Q: I recently saw a patient with a peculiar bilateral peripheral corneal edema and a clinical history that included a past intracapsular surgery for cataracts (now pseudophakic). I sent the patient for a corneal consult and the diagnosis was Brown-McLean syndrome. What is this entity and what causes it? Are there any effective treatments?

A: First described in 1969, Brown-McLean syndrome (BMS) is a clinical entity of peripheral circumferential corneal edema that usually starts in the inferior cornea and is often associated with orange-brown pigmentation at the level of Descemet’s membrane.1 Because the central cornea is usually spared, vision is often normal.

This condition is frequently asymptomatic, but the most common presenting symptom is foreign body sensation from bulla formation and, in some instances, pain due to ruptured bullae.1 The cause of BMS is still unknown, but researchers suggest it may develop in patients who have a genetic predisposition when their eyes are exposed to certain conditions, such as the insertion of an anterior chamber lens.2


Brown-McLean peripheral corneal edema in an eye with long-standing aphakia. Photo: Alan Sugar, M.D.
“It is most commonly seen after intracapsular cataract extraction, although it can be seen after any intraocular procedure, and occasionally in patients who have never had surgery,” says Thomas S. Boland, M.D., of Northeastern Eye Institute in Scranton, Pa.

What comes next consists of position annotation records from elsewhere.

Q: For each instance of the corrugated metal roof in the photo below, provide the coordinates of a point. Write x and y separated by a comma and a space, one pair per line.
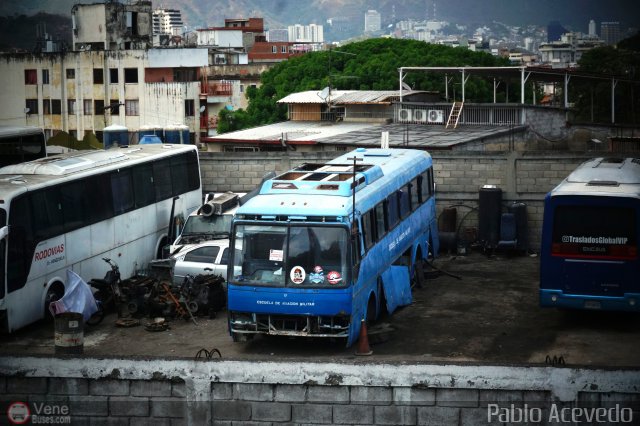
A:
311, 97
344, 97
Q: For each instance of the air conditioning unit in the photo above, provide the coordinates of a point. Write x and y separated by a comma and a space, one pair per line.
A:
435, 116
420, 115
404, 115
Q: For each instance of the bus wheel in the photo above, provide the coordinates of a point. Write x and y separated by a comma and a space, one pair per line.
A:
55, 292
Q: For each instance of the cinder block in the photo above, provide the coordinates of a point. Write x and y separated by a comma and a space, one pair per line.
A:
414, 396
128, 406
109, 387
26, 385
270, 412
89, 405
150, 388
377, 395
290, 393
231, 410
353, 414
394, 415
62, 386
168, 407
328, 394
457, 397
253, 391
441, 416
311, 413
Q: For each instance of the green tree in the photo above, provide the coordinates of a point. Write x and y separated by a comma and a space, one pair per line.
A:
593, 97
365, 65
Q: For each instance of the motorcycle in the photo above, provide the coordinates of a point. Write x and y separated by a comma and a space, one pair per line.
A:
108, 294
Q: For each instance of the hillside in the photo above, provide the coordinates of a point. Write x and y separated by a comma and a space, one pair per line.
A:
278, 13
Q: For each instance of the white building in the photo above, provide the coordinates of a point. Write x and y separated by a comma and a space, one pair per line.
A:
568, 50
372, 21
592, 28
167, 21
85, 91
311, 33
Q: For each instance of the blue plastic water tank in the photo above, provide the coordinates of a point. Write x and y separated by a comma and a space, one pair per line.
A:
115, 135
151, 129
176, 134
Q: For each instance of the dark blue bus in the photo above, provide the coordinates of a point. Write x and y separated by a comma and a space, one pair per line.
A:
308, 262
589, 255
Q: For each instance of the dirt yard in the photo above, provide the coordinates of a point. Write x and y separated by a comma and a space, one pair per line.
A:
481, 309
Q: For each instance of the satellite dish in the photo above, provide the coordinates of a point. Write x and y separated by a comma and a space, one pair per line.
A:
324, 94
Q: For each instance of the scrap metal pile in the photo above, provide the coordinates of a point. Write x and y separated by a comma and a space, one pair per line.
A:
154, 296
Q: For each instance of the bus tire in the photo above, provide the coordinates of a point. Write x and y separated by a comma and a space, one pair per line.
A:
55, 292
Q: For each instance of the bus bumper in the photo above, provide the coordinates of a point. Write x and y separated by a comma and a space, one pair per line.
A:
557, 299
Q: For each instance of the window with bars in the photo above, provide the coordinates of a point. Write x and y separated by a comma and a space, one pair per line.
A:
131, 107
32, 106
71, 106
30, 76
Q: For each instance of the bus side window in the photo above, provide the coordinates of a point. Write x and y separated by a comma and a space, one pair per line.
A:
381, 224
122, 191
368, 228
425, 184
404, 200
162, 179
21, 244
46, 207
393, 215
415, 194
143, 185
74, 206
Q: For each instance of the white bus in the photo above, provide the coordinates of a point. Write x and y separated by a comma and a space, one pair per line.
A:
21, 143
69, 211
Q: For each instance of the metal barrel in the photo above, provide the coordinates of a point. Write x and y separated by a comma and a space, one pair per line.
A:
69, 333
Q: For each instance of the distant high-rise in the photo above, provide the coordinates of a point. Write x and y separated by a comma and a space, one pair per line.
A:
312, 33
610, 32
372, 21
592, 28
278, 34
554, 31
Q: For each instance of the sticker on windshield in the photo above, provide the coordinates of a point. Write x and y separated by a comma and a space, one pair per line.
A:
317, 276
275, 255
297, 274
334, 277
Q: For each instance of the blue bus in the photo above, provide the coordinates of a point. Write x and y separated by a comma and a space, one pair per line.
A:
304, 264
589, 255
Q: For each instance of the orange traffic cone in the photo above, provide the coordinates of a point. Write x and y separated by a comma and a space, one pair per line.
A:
363, 341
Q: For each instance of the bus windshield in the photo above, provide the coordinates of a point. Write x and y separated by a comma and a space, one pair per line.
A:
291, 256
594, 231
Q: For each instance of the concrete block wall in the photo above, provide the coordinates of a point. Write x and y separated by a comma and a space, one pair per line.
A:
226, 392
459, 175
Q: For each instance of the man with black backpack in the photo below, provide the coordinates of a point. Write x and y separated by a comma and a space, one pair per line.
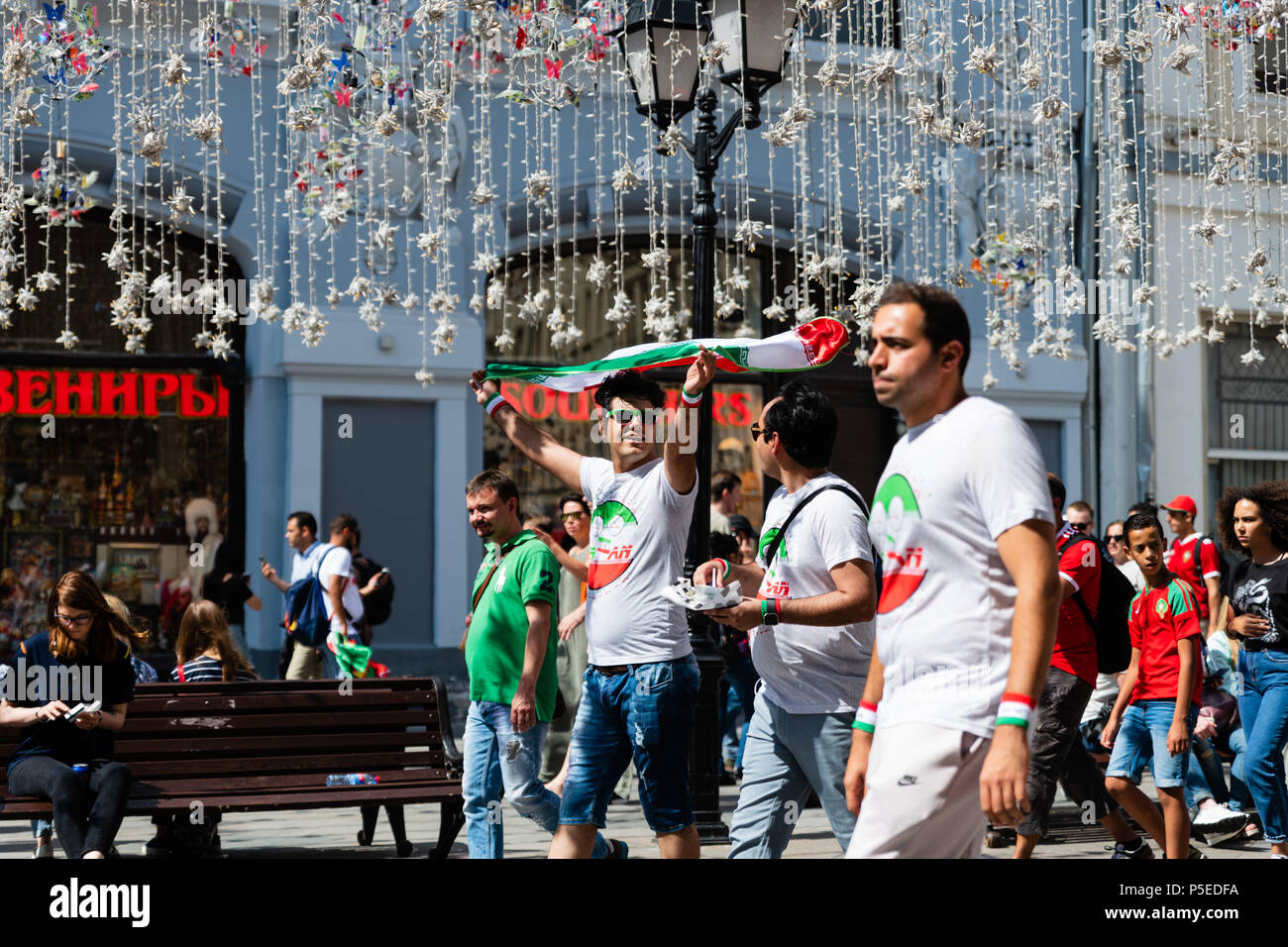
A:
1091, 592
375, 586
810, 622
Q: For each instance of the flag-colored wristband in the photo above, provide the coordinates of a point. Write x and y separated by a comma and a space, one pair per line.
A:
1016, 710
866, 718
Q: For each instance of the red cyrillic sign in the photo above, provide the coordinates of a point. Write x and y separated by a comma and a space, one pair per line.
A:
90, 393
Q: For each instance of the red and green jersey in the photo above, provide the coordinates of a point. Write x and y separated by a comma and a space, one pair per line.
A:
1160, 618
1194, 560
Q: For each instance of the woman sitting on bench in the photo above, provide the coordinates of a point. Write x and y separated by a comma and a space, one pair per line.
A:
205, 652
85, 661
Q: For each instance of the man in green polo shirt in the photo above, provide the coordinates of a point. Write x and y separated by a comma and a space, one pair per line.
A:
510, 657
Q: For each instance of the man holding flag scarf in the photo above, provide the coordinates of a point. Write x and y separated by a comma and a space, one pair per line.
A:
643, 680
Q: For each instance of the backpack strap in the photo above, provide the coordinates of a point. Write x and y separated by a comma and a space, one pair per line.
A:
782, 531
1077, 592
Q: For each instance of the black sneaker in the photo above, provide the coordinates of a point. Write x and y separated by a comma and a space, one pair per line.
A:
1141, 851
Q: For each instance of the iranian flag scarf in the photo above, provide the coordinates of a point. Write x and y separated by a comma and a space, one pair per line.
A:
805, 347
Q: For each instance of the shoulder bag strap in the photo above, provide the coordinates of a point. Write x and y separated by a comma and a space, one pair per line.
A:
478, 594
782, 532
1077, 592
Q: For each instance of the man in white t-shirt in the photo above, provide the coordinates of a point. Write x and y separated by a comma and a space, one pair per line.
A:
810, 626
642, 684
342, 594
969, 595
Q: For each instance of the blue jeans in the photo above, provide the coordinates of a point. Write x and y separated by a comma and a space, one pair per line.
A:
1142, 740
1206, 776
787, 754
497, 758
645, 712
1263, 711
742, 680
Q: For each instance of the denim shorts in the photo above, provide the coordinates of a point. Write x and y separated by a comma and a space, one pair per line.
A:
1142, 738
644, 714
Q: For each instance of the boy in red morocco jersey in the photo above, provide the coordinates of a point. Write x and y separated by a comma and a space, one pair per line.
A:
1055, 750
1157, 707
966, 617
642, 684
1193, 556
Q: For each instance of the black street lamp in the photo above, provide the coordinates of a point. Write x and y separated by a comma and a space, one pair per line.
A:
661, 40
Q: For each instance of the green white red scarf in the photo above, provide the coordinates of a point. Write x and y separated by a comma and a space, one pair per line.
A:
805, 347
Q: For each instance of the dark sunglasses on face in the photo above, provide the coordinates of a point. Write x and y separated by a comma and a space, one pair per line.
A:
625, 415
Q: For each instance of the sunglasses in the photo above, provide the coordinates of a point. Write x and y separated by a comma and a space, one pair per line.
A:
625, 415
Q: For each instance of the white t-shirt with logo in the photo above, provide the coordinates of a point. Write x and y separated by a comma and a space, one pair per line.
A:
304, 564
335, 561
638, 532
952, 486
809, 669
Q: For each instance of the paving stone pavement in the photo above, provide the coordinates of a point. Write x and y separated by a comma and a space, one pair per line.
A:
331, 834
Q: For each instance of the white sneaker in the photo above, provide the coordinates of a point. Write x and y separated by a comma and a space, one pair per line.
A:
1215, 819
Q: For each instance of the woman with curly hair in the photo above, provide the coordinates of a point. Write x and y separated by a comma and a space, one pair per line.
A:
85, 648
1254, 521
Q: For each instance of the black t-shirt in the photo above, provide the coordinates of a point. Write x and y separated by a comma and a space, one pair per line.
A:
63, 740
1260, 590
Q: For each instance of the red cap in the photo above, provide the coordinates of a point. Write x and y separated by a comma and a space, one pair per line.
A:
1183, 504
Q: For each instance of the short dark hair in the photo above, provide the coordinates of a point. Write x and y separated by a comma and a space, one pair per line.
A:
304, 521
494, 479
1271, 500
943, 318
1140, 521
722, 482
343, 522
1082, 506
574, 497
629, 384
1057, 489
805, 421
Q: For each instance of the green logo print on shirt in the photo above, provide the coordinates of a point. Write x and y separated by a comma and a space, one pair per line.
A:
896, 517
612, 539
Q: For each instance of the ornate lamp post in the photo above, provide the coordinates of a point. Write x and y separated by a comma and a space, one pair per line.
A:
661, 40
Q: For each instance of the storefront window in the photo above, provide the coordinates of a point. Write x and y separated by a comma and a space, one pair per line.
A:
119, 472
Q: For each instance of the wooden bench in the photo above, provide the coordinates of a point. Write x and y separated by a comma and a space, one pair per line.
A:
248, 746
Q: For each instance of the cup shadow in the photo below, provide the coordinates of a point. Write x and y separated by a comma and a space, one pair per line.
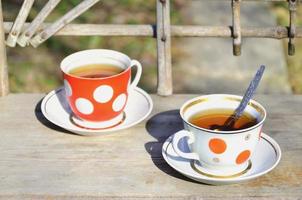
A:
42, 119
161, 126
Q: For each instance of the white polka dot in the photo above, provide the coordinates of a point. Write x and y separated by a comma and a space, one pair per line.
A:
84, 106
103, 93
119, 102
67, 87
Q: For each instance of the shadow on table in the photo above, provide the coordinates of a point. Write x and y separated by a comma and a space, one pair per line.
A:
161, 126
40, 117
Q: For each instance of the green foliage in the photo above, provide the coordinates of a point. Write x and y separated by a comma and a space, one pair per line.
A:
36, 70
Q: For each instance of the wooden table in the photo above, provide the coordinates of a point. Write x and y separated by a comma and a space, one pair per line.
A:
40, 160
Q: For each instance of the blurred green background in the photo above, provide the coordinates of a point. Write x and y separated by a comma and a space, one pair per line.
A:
37, 70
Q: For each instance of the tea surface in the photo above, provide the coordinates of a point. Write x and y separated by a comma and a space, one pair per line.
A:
96, 71
208, 119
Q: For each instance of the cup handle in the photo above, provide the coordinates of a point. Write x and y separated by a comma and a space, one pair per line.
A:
138, 73
179, 135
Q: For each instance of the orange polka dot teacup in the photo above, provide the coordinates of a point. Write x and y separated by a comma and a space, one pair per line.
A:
98, 102
222, 153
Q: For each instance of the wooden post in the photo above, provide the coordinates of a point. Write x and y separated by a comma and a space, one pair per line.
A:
19, 22
163, 33
23, 40
63, 21
236, 27
4, 89
292, 27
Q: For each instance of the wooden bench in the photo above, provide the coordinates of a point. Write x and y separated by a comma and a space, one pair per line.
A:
39, 160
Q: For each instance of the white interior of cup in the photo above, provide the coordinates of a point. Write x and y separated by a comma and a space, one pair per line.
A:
220, 101
95, 56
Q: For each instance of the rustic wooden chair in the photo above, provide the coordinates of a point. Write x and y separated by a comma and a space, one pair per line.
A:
37, 32
38, 162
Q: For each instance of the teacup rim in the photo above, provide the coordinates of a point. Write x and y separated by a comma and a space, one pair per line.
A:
95, 50
181, 112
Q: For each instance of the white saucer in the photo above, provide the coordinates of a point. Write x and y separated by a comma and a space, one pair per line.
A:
56, 109
265, 158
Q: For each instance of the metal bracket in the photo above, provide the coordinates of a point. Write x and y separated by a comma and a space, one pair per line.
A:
292, 26
236, 27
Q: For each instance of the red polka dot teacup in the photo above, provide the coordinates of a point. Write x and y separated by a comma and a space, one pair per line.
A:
219, 153
99, 102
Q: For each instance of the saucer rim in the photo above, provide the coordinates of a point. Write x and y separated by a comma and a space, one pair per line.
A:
86, 132
205, 179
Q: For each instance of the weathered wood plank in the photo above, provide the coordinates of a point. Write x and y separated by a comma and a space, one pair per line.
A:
63, 21
278, 32
36, 23
4, 87
42, 162
164, 68
19, 22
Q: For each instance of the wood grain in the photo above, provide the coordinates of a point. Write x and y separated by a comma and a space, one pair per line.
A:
278, 32
61, 22
19, 22
164, 65
41, 161
23, 40
4, 87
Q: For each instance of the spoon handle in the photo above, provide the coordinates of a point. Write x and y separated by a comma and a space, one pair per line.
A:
249, 92
246, 98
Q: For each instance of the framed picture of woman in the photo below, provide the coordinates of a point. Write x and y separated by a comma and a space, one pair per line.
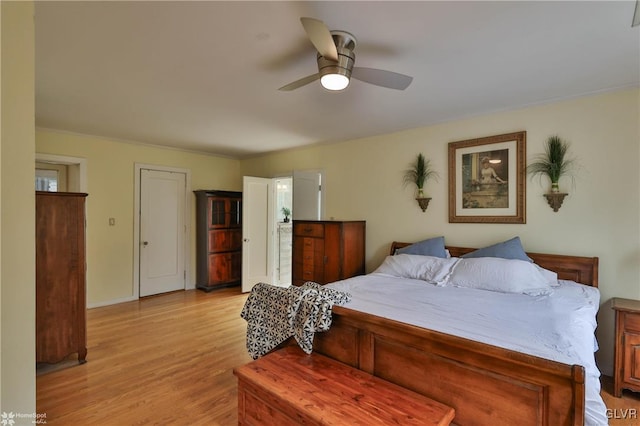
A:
487, 179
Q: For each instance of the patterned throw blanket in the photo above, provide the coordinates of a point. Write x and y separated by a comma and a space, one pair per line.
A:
274, 314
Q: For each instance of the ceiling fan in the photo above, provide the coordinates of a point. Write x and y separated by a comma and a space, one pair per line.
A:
336, 59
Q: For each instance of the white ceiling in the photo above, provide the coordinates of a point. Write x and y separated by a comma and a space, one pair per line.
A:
204, 76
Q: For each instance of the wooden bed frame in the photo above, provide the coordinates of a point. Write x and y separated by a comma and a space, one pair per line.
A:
486, 385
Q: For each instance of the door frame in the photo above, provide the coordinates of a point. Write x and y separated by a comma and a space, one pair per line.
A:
189, 282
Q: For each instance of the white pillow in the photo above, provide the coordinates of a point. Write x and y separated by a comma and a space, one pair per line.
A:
501, 275
550, 276
434, 270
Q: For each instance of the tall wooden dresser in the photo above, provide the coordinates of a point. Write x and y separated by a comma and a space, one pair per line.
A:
327, 251
218, 239
60, 276
626, 368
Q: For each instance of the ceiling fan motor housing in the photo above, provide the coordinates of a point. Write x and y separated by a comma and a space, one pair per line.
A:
344, 66
345, 43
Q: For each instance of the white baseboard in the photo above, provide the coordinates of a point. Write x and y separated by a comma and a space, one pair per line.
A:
111, 302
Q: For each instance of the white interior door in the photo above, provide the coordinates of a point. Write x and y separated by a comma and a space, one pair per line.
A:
162, 231
307, 195
257, 231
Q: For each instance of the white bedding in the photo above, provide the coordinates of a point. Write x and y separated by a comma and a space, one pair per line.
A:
559, 326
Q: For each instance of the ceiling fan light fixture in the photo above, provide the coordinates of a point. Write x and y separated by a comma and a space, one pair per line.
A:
334, 82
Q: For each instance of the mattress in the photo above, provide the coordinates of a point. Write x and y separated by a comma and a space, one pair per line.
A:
559, 326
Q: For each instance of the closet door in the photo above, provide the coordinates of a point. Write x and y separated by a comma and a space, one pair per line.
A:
60, 276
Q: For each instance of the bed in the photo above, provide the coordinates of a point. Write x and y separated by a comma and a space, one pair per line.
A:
485, 383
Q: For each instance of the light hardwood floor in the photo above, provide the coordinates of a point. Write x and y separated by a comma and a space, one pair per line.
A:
168, 360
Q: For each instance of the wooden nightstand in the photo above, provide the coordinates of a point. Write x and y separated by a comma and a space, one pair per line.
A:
626, 369
289, 388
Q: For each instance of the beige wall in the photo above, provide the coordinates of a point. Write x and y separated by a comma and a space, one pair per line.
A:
17, 211
600, 217
110, 175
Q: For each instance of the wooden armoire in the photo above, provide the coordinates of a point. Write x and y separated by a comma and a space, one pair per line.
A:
218, 239
60, 276
325, 251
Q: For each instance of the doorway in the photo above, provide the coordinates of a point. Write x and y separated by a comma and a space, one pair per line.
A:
267, 238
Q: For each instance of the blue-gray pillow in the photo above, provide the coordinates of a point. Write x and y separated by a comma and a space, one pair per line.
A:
510, 249
431, 247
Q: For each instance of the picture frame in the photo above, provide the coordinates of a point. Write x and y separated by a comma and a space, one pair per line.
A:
487, 179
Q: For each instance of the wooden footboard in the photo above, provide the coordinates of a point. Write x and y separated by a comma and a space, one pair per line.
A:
485, 384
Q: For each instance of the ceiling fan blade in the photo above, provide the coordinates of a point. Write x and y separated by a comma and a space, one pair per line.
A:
299, 83
320, 37
389, 79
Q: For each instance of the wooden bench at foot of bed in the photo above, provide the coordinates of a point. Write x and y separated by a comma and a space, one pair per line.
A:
288, 387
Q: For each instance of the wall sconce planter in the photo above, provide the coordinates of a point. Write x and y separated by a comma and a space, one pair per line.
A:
418, 173
555, 199
423, 203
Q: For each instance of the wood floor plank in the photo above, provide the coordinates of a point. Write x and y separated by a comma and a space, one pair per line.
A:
169, 359
162, 360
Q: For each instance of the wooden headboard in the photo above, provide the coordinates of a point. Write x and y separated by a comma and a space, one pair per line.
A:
583, 270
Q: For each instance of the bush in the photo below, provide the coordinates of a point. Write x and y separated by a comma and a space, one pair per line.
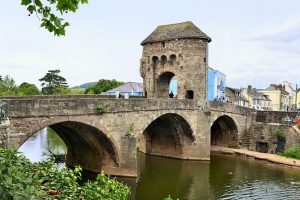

BMS has been linked to several lens surgeries, including extracapsular lens extraction, phacoemulsification, pars plana lensectomy and vitrectomy.1

The onset of this condition usually ranges from six to 16 years after the time of procedure.2 “Due to the decline of intracapsular surgery over the last 20 to 30 years, it is rarely seen these days,” Dr. Boland says. “It can usually be treated conservatively with lubrication, hyperosmotics and monitoring for infection in the case of ruptured bullae.” In some cases, anterior stromal puncture or a bandage contact lens have been suggested as alternative treatments to control severe foreign-body sensation.3

It’s important to educate patients with BMS about the signs and symptoms of corneal surface problems, particularly corneal ulceration secondary to contact lens wear, and to perform regular follow-up to monitor for any disease progression. Some clinicians have found confocal microscopy to be a convenient and informative means of documenting BMS as well as a useful tool in follow-up.4

1. Gothard TW, Hardten DR, Lane SS, et al. Clinical findings in Brown-McLean syndrome. Am J Ophthalmol. 1993 June 15;115(6):729-37.
2. Pareja-Esteban J, Montes MA, Perez-Rico C, et al. Brown-McLean syndrome after insertion of an anterior chamber intraocular lens: description of one case. Arch Soc Esp Oftalmol. 2007 May;82(5):315-7.
3. Martins EN, Alvarenga LS, Sousa LB, et al. Anterior stromal puncture in Brown-McLean syndrome. J Cataract Refract Surg. 2004 Jul;30(7):1575-7.
4. Lim LT, Tarafdar S, Collins CE, et al. Corneal endothelium in Brown-McLean syndrome: in-vivo confocal microscopy finding. Semin Ophthalmol. 2012 Jan-Mar;27(1-2):6-7.